Ces violations officieuses de la frontière concernent aussi la coopération de la police et des gardes municipaux à la poursuite des criminels en fuite. Aujourd'hui, personne n’imagine non plus que la toute jeune chanteuse Ewa Farna, de Zaolzie, ne puisse chanter de part et d'autre de l’Olza. Chantant en polonais et en tchèque, elle est la meilleure ambassadrice de la "polonitude" en Zaolzie. Elle est aussi l’idole de la jeunesse transfrontalière polonaise et tchèque. Au final tout le monde est, comme on dit en silésien et en polonais, "stela" et "Stąd" ("d’ici").

Minorités

Une coexistence pas si pacifique

Les autorités tchèques se sont engagées à mettre fin aux atteintes aux droits dont est victime la minorité polonaise résidant dans la région frontalière de Silésie de Cieszyn, rapporte le quotidien Gazeta Wyborcza. Le gouvernement tchèque a pris cet engagement lors de la récente visite du président polonais, Lech Kaczynski, à Prague. Les 40 000 Polonais vivant dans la région de Cieszyn ont, en effet, exprimé leurs doléances suite à des actes de vandalisme perpétrés par des extrémistes tchèques sur des panneaux et enseignes rédigés en polonais. Sur les 31 villes autorisées, en vertu de la charte européenne des langues régionales ou minoritaires, à pratiquer l’affichage bilingue, seule la moitié a décidé d’exercer ce droit et bon nombre y ont finalement renoncé.

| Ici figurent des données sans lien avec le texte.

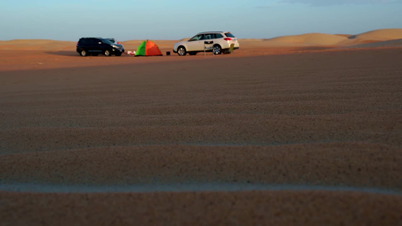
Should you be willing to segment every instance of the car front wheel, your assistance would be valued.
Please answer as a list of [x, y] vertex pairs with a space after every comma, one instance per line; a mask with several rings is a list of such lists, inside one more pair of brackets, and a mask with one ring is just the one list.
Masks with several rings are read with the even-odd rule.
[[80, 52], [80, 55], [82, 56], [86, 56], [87, 55], [86, 51], [84, 50], [84, 49], [81, 50], [81, 52]]
[[187, 54], [186, 48], [183, 46], [180, 46], [177, 49], [177, 54], [180, 56], [185, 56]]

L’installation sur la façade d’une maison de Smilovice d’une plaque commémorant le lieu de naissance de l’actuel président du parlement européen, Jerzy Buzek, a même créé des tensions. "Les Tchèques ne sont pas encore habitués, il leur faut juste un peu de temps", a déclaré Josef Szymeczek, président du Congrès des Polonais de République tchèque. Selon lui, le cas le plus préoccupant est celui de la ville de Trinec, où vivent 6 000 Polonais. Les autorités locales ont tenté de faire fermer une école polonaise et refusent ne serait-ce que d’aborder la question de l’affichage bilingue. D’après les Polonais de République tchèque, l’animosité contre eux provient essentiellement des jeunes. Sur Internet, un groupe baptisé "Je déteste les Polonais" compte près de mille adhérents. "Il est évident que les relations tchéco-polonaises sont bien meilleures au niveau gouvernemental que local", conclut le journal.